Australians reside on the world’s largest island but did you know the land down under also happens to be the world’s smallest continent? Many of the immigrants here came from Ireland and England, bringing their Christmas traditions with them.
The best part about celebrating Christmas in Australia is that all the festivities unfold right in the middle of summer! So many Christmas traditions in Australia revolve around activities on the beach.
While people in other parts of the world are used to frosty noses and snowflakes during the festive season, Christmas holidays in Australia are truly unique in a number ways and downright beautiful as well as memorable.
6 Most Beautiful Christmas Traditions in Australia
If you’ve never had a chance to spend Christmas in Australia, then take a read because things are clearly done differently here!
With no snow or quirky take on the holiday season, chances are you’ll find good ol’ Santa surfing with young ones rather than a group of carollers scouting then neighbourhood.
Santa is a surfer, dude!
While traditional Santa's in the US, UK or EU wear bright red fleece suits that are lined with white fur, along with large black boots to keep the snow at bay, Christmas in Australia means that you’re likely to see a boardshorts-clad Santa mastering his surfboard skills!
Even though it’s not an official tradition, chances are you’ll find Santa catching some waves early in the morning on Christmas day.
Carols by Candlelight
Carols by Candlelight has been among the most spectacular and memorable Christmas traditions in Australia since 1938. Norman Banks, the gentleman responsible for coming up with this tradition, once passed by a window which remained lit only by candlelight.
He gazed upon a senior through the window who was by herself and singing along to “Away in a Manger” on the radio. This got him wondering how many folks were spending the holiday season alone and so in the year 1938, public sing-alongs of Christmas carols at midnight with all the participants holding a single candle became the norm.
Santa’s entrance in Australia
Children in Australia love Santa Claus just as any other part of the world. However, being the middle of summer, it’s not at all unusual to see Santa dressed in a generally cooler and lighter version of the signature red and white suit. In fact, many prefer wearing shorts!
Although one very well-known Australian song goes on to say that Santa uses six large kangaroos (white boomers) instead of reindeer's to pull his sleigh, he usually prefers to use reindeer's in this part of the world too.

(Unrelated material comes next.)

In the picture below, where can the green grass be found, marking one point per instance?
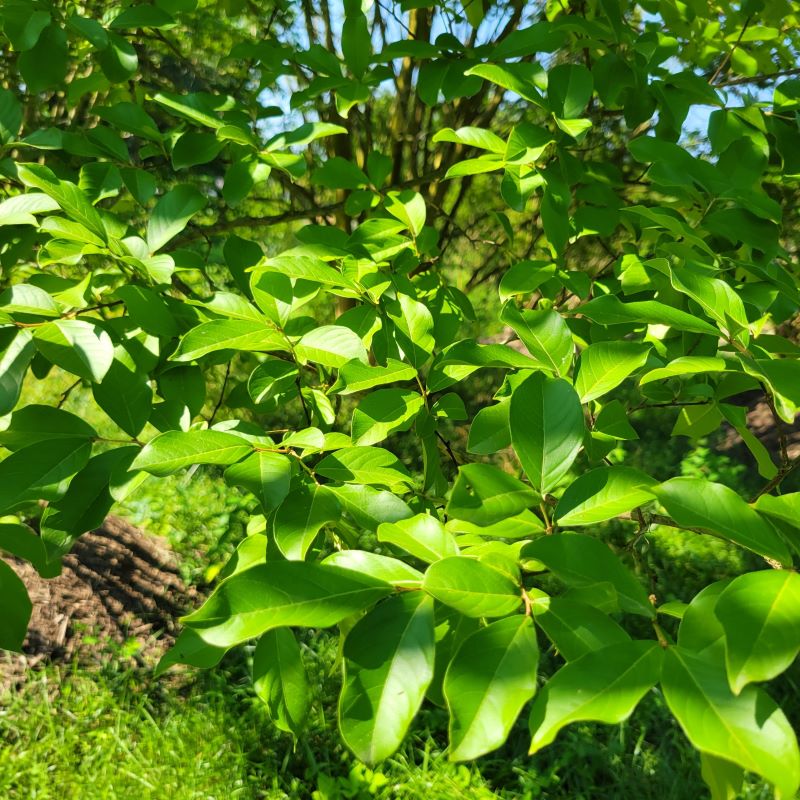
(74, 735)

While the typical fare follows when it comes to kids getting ready for Santa – such as hanging up stockings by the fireplace mantle, decorating the Christmas tree with baubles and writing letters to Mr. Clause – Christmas in Australia means it is customary to leave the big guy a cold beer and carrots for those lovely reindeer.
Christmas meals to love and cherish
Given Australia’s British heritage, you are likely to find a number of familiar dishes on holiday tables. While turkey, ham, potatoes, stuffing, tarts, gravy, mince pies and rum balls are on the menu, these dishes tend to stand out each year:
- Christmas Damper – A kind of soda bread which has been savoured since the colonial times. Holiday lovers bake it into a shape of a star and enjoy it with honey or jam
- Plum Pudding – Well, nothing new here although a silver coin is left in the pudding for someone to find as they help themselves to a serving or two!
- Pavlova Cake – A lovely meringue cake topped with season fruit and enjoyed as a dessert.
You can read more about it in our earlier article: Christmas Food in Australia.
Bust a move – on the street, that is
Since December is summer in Australia, street parties are all the rage. Many a times on Christmas Eve, impromptu street parties are held and you’ll see the streets chock full of families and kids dancing to their favourite Christmas numbers.
Another one of the Christmas traditions in Australia that we absolutely love is the fact that Aussies are mostly Christmas lunch people!
Christmas in Australia is typically an all-day affair so it’s common to have not only lunch but also breakfast and dinner as well, while both kids and adults enjoy DIY Christmas games like Christmas tree jenga or chocolate and spoon race. The adults mostly, however, prefer a splash in the backyard pool or a spot of cricket.